AICPA Seeks Guidance on Adjustments From S Corp Conversions

DATED AUG. 14, 2019
DOCUMENT ATTRIBUTES

August 14, 2019

The Honorable David J. Kautter
Assistant Secretary for Tax Policy
Department of the Treasury
1500 Pennsylvania Avenue, NW
Washington, DC 20220

The Honorable Michael J. Desmond
Chief Counsel
Internal Revenue Service
1111 Constitution Ave, NW
Washington, DC 20224

Ms. Holly Porter
Associate Chief Counsel
Passthrough & Special Industries
Internal Revenue Service
1111 Constitution Ave, NW
Washington, DC 20224

RE: Guidance Concerning Adjustments Attributable to Conversions from S Corporation to C Corporation under Section 481(d) of the Internal Revenue Code

Dear Messrs. Kautter and Desmond, and Ms. Porter:

The American Institute of CPAs (AICPA) appreciates the efforts of the Department of the Treasury (“Treasury”) and the Internal Revenue Service (IRS) to address the need for guidance related to new Internal Revenue Code provisions enacted under Pub. L. No. 115-97, commonly referred to as the Tax Cuts and Jobs Act (the “TCJA”).

Specifically, the AICPA submits comments related to section 481,1 adjustments required by changes in method of accounting, and requests expeditious guidance concerning adjustments attributable to conversions from S corporation to C corporation under section 481(d).

The AICPA is the world's largest member association representing the CPA profession, with more than 429,000 members in the United States and worldwide, and a history of serving the public interest since 1887. Our members advise clients on federal, state and international tax matters and prepare income and other tax returns for millions of Americans. Our members provide services to individuals, not-for-profit organizations, small and medium-sized businesses, as well as America's largest businesses.

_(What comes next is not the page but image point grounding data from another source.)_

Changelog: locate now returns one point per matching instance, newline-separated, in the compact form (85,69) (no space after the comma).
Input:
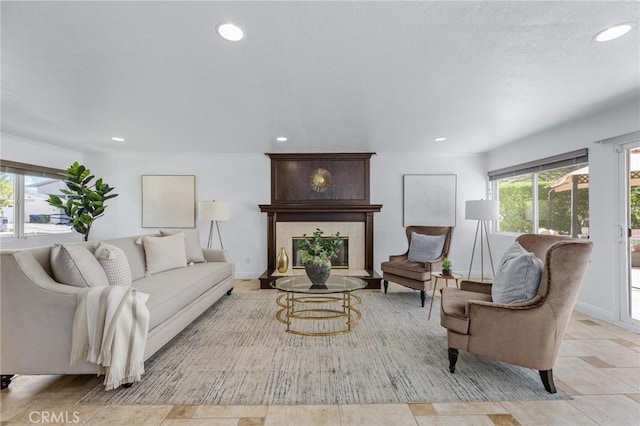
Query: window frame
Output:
(572,158)
(19,171)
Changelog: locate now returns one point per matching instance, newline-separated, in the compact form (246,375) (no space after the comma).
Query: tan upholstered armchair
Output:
(417,275)
(529,333)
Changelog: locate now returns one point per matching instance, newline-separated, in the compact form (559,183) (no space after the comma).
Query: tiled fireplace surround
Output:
(286,231)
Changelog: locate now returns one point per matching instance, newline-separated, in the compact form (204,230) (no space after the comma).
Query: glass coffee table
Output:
(304,301)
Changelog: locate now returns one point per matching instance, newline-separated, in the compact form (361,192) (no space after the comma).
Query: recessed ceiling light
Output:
(231,32)
(613,32)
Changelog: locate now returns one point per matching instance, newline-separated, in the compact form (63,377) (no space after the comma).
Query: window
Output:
(24,210)
(548,196)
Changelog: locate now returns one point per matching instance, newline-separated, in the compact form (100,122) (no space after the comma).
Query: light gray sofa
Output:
(37,312)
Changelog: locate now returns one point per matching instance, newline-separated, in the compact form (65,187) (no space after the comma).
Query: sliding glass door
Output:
(629,181)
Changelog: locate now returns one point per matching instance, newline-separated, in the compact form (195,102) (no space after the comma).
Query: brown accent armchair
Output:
(416,275)
(529,333)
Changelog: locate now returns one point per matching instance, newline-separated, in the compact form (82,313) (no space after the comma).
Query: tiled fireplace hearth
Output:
(338,202)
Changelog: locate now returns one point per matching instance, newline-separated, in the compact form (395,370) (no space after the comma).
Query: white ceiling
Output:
(332,76)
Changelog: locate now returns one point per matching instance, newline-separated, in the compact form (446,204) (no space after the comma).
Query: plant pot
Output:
(282,261)
(318,274)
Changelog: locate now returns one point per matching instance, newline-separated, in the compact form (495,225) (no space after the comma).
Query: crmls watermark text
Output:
(54,417)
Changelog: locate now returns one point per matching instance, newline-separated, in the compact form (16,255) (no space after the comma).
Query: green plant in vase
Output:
(316,253)
(85,198)
(446,267)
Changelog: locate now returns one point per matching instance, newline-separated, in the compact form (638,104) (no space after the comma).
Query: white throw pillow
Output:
(164,253)
(115,264)
(518,276)
(425,248)
(191,243)
(75,265)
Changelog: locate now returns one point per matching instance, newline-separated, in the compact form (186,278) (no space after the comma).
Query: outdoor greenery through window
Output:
(545,197)
(24,210)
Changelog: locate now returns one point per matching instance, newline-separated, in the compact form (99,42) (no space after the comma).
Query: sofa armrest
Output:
(475,286)
(397,257)
(216,255)
(31,300)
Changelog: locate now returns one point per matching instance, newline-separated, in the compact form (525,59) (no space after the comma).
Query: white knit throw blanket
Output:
(110,329)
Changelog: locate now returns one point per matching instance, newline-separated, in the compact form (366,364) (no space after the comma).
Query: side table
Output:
(446,278)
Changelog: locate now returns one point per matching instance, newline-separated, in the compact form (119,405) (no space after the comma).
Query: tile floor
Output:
(598,365)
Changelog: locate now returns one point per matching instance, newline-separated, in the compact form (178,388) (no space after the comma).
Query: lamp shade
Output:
(482,210)
(213,210)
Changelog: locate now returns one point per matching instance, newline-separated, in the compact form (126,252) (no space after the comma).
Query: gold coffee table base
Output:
(290,303)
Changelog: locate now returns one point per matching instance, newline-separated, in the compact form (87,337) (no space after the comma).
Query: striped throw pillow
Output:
(115,264)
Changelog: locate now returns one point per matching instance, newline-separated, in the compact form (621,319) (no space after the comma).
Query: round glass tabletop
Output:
(302,284)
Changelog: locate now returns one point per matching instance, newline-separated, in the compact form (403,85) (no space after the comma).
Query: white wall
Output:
(240,180)
(244,182)
(599,293)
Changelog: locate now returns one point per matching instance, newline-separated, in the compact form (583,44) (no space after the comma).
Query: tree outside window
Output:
(558,209)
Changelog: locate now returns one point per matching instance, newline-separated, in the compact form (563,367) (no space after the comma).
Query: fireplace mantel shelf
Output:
(320,208)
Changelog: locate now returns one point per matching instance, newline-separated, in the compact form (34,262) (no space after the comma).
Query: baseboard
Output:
(594,311)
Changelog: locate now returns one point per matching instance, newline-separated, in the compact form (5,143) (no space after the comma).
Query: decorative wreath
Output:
(320,180)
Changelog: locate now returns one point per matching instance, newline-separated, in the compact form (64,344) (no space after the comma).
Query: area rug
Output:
(237,353)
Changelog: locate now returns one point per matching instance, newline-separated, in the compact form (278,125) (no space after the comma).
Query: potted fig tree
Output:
(316,253)
(85,198)
(446,267)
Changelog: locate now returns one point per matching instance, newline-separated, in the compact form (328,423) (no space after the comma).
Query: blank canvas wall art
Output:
(168,201)
(429,200)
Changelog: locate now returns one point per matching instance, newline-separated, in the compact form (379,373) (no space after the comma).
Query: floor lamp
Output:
(213,211)
(482,211)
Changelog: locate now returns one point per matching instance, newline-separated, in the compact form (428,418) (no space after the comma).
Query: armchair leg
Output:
(547,380)
(6,381)
(453,358)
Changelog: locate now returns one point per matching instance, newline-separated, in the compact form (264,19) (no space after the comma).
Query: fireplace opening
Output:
(341,261)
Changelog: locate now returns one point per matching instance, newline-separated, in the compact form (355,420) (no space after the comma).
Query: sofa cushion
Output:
(164,253)
(115,264)
(425,248)
(518,276)
(173,290)
(191,244)
(76,265)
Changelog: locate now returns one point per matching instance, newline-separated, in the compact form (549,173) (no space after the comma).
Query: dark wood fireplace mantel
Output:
(293,200)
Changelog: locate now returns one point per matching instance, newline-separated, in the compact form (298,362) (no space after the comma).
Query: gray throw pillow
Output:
(75,265)
(518,276)
(425,248)
(164,253)
(191,244)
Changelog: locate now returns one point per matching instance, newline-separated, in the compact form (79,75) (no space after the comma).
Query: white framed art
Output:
(429,200)
(168,201)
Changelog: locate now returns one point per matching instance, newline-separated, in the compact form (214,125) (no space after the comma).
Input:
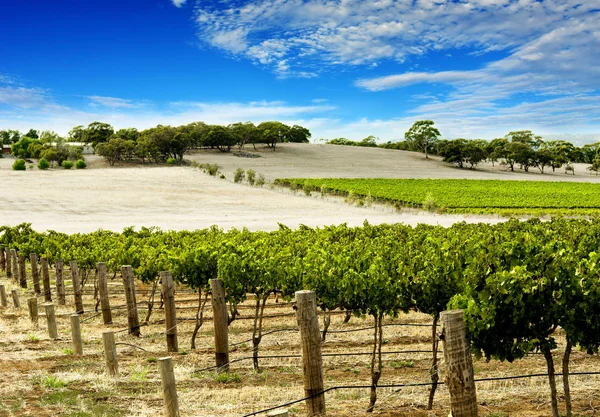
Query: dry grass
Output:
(33,369)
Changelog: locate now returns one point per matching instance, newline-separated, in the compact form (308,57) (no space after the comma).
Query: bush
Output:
(239,175)
(43,164)
(19,165)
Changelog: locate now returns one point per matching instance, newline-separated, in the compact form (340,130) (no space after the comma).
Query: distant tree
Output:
(423,136)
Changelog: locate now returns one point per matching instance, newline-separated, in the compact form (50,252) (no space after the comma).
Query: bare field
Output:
(41,377)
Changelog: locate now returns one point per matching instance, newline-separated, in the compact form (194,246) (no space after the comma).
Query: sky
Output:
(342,68)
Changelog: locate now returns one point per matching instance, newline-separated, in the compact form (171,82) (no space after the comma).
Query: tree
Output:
(98,132)
(423,136)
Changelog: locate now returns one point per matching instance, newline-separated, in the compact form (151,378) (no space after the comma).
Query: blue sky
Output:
(343,68)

We appreciate your consideration of these comments and welcome the opportunity to discuss these issues further. If you have any questions, please contact Robert Keller, Chair, AICPA S Corporation Taxation Technical Resource Panel, at (504) 584-1030 or rkeller@kpmg.com; Amy Wang, AICPA Senior Manager — Tax Policy & Advocacy, at (202) 434-9264 or Amy.Wang@aicpa-cima.com; or me at (612) 397-3071 or Chris.Hesse@CLAconnect.com.

Sincerely,

Christopher W. Hesse, CPA
Chair, AICPA Tax Executive Committee
American Institute of CPAs
Washington, DC

cc:
The Honorable Charles P. Rettig, Commissioner, Internal Revenue Service
Mr. Thomas A. Barthold, Chief of Staff, Joint Committee on Taxation


AMERICAN INSTITUTE OF CPAs

Guidance Concerning Adjustments Attributable to Conversions from S Corporation to C Corporation under Section 481(d) of the Internal Revenue Code

August 14, 2019

Overview

The TCJA provides for a reduction in the income tax rates imposed on C corporations under section 11(b).1 Given the significance of the reduction, Congress anticipated that some S corporations might revoke their S elections and convert to C corporation status to benefit from the reduced corporate tax rate.

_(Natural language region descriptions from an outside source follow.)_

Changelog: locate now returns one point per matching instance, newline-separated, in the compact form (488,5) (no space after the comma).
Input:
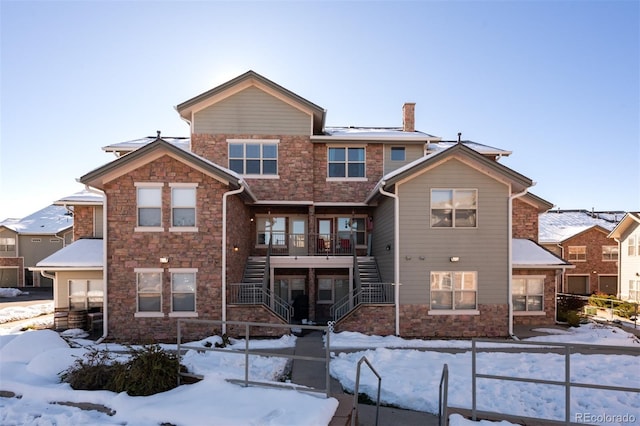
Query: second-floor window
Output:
(577,254)
(454,208)
(259,158)
(609,253)
(7,244)
(149,205)
(183,205)
(346,162)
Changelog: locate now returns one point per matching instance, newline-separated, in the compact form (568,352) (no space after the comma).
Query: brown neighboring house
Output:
(266,214)
(581,238)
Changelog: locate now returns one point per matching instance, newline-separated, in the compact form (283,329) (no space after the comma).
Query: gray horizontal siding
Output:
(483,249)
(252,111)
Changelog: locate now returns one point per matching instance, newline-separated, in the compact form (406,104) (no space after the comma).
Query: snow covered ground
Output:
(31,361)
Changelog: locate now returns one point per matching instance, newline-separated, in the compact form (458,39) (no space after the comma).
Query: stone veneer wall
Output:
(549,303)
(83,226)
(128,250)
(524,220)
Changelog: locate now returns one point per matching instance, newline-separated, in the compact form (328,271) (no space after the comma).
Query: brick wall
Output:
(594,266)
(549,303)
(128,250)
(83,226)
(524,220)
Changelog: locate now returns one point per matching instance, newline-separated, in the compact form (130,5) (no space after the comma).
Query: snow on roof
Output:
(50,220)
(84,253)
(82,197)
(374,132)
(560,225)
(527,252)
(181,142)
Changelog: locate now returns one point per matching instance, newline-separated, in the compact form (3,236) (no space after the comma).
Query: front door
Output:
(298,236)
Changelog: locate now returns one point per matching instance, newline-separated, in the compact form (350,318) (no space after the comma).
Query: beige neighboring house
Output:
(24,242)
(77,269)
(627,235)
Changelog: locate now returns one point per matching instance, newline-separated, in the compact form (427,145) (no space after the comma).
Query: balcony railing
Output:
(337,244)
(251,294)
(369,294)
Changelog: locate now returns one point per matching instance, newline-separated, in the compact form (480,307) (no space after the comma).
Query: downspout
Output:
(396,252)
(510,250)
(105,309)
(224,252)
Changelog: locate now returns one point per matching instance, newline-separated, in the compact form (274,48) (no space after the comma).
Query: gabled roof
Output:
(630,220)
(156,149)
(248,79)
(528,254)
(82,198)
(82,254)
(128,146)
(557,226)
(50,220)
(459,150)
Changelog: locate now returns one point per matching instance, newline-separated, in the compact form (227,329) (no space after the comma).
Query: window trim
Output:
(194,271)
(148,314)
(142,228)
(577,259)
(179,185)
(613,250)
(346,163)
(453,310)
(526,311)
(261,142)
(453,209)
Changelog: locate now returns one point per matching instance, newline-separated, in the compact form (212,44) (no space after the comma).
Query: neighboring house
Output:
(581,238)
(627,235)
(266,214)
(24,242)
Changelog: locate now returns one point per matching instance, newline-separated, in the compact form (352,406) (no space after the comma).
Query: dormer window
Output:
(254,157)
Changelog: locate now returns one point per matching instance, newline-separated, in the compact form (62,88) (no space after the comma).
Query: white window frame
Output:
(87,293)
(346,162)
(6,243)
(576,257)
(402,149)
(261,159)
(148,185)
(453,206)
(610,253)
(528,294)
(439,278)
(190,271)
(182,186)
(138,272)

In many instances, an S corporation on the cash method of accounting that converts to a C corporation is required to change its overall method of accounting to an accrual method of accounting. Under the general rule of section 481, a taxpayer that changes from the cash method of accounting to an accrual method of accounting is permitted to take into account ratably over four taxable years any positive section 481(a) adjustment (i.e., an adjustment that increases taxable income).2 In recognition of the likelihood that S corporations might convert to C corporations as a result of reduced corporate tax rates, the TCJA provides additional relief for an S corporation that converts to a C corporation and satisfies certain requirements. Specifically, section 481(d) provides rules regarding section 481(a)(2) adjustments for an “eligible terminated S corporation,” including adjustments that result from the corporation's change from the overall cash method of accounting to an accrual method of accounting.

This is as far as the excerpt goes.